Fishing for Freedom

Fishing Club President and volunteeer Logan Newlin and veteran Ryan Hiebsch fished together during the Fishing for Freedom bass tournament on Truman Lake last weekend. Newlin was one of 10 Northwest students to volunteer at the tournament.

The Northwest fishing club volunteered at Fishing for Freedom, an annual celebration to honor veterans with a weekend bass fishing tournament.

Fishing for Freedom was hosted by the Leavenworth Bass Club Oct. 5-7 on Truman Lake. This year was the organization’s 10th anniversary. The Northwest fishing club took 10 volunteers this year to the event, two of which participated as boaters.
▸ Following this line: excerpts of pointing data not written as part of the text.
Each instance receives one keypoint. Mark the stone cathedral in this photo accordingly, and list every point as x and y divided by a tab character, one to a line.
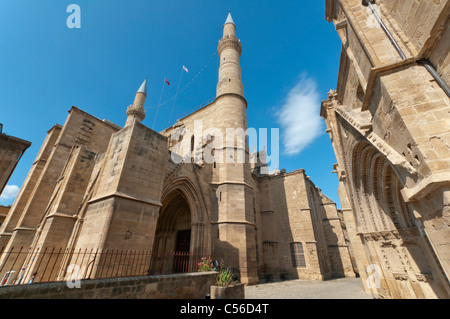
97	185
389	124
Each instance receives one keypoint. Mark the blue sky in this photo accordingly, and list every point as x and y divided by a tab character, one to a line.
289	62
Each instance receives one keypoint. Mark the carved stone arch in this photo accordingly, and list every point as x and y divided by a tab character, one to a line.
375	182
198	212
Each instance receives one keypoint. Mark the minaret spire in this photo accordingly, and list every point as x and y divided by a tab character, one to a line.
229	51
136	111
229	18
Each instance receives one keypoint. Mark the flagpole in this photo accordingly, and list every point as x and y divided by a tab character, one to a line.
159	103
176	94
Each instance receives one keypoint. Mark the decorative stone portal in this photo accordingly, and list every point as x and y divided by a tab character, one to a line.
173	234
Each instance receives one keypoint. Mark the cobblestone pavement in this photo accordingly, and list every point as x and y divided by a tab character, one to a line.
342	288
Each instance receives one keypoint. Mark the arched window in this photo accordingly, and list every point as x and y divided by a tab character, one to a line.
298	256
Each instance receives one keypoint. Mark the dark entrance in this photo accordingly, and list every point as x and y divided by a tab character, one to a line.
181	260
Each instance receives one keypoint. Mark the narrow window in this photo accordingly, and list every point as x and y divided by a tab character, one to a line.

Fishing Club President Logan Newlin and Tournament Director Nathan Itao both brought their own fishing boats and were able to volunteer as boaters this year. Newlin had one veteran in his boat for the bass tournament, and Itao had two veterans.

Around 170 veterans attended the bass tournament, each veteran was taken out by boat with an experienced bass angler for the tournament portion. Newlin said the start of the tournament was the most memorable and emotional for him.
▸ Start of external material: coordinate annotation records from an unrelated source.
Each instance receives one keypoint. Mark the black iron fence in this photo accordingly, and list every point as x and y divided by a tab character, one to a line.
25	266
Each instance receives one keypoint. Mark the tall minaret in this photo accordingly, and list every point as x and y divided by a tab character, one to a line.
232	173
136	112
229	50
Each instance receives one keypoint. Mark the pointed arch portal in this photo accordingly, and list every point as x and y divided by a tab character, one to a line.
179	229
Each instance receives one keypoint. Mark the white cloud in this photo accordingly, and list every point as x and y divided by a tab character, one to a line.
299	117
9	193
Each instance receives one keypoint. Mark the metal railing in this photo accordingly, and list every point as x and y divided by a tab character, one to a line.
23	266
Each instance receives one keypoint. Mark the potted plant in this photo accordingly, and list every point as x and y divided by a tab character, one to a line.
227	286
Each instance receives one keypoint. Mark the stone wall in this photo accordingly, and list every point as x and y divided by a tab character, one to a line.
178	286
“They have a boat that they take out there with a big flag in it, and they play the National Anthem while the sun is coming up,” Newlin said. “Some of the lines talking about land of the free, home of the brave, and it’s because of our military. There’s 170 veterans and some guys that are still currently in the military out there, you’ve got one guy in your boat, and it’s because of them that words like that are in the National Anthem.”
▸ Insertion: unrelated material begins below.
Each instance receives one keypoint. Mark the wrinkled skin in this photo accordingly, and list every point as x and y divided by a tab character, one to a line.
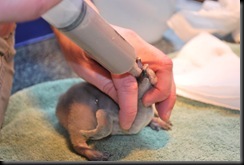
89	114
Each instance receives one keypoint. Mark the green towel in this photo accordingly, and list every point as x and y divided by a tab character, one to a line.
200	132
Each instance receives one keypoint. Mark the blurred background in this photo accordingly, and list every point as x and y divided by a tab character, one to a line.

Itao said he volunteered because the Leavenworth Bass Club has helped out Northwest’s fishing club multiple times. He knew Fishing for Freedom is always in need of boaters, and he also wanted to show his respect to the veterans for serving the country.

“It was awesome,” Itao said. “I got paired up with two guys. They wanted me to call them by their nicknames. One was Willy because he only had one eye. One was Crispy because he was burned down from his mid-chest to his feet.”

The bass tournament had a five fish weigh-in limit. The veterans in Itao’s boat each caught three bass but did not weigh any in.

“Truman Lake is a hard fishery,” Itao said. “I felt bad because I didn't get them as much fish as I would have liked to. I know my guys had a lot of fun… Here, they can enjoy the nature without getting shot at is basically what they said in the end.”

Between Lewlin and the veteran in his boat, they caught and weighed in three bass fish. The minimum weigh-in length for bass was 15 inches.

“You don’t think fishing could be a way that you could try to give a fraction of your thanks to the people who give so much for us, but through Fishing for Freedom, we’re able to do that,” Newlin said. “These guys aren’t serious fishermen, they aren’t passionate about it, they just want to go and have a good time. Something as random as fishing is a way to give back to the veterans.”

Sophomore Mikayla Olson volunteered at Fishing for Freedom for the second time this year.

“I realized what an amazing feeling it is to give back to people who have given it their all for our freedom, so of course without hesitation I went again this year,” Olson said. “I also just really enjoy getting to know the club members on a new level. Overall, it’s just a really great time and I wouldn’t miss it for the world.”

Itao said the biggest takeaway from Fishing for Freedom for him was the conversations he had with the two veterans in his boat.

“To cover up for all their injuries, they learned to take humor from it. The guy named Crispy for instance, he was blown up in a van at the front entrance of the gate of his camp, and he was thrown 30 feet up in the air and burned from his mid-chest to his toes. He said that five years later he learned that you just kind of have to joke about it and move on with life and nicknamed himself Crispy. These events that they can just turn into humor absolutely amazes me.”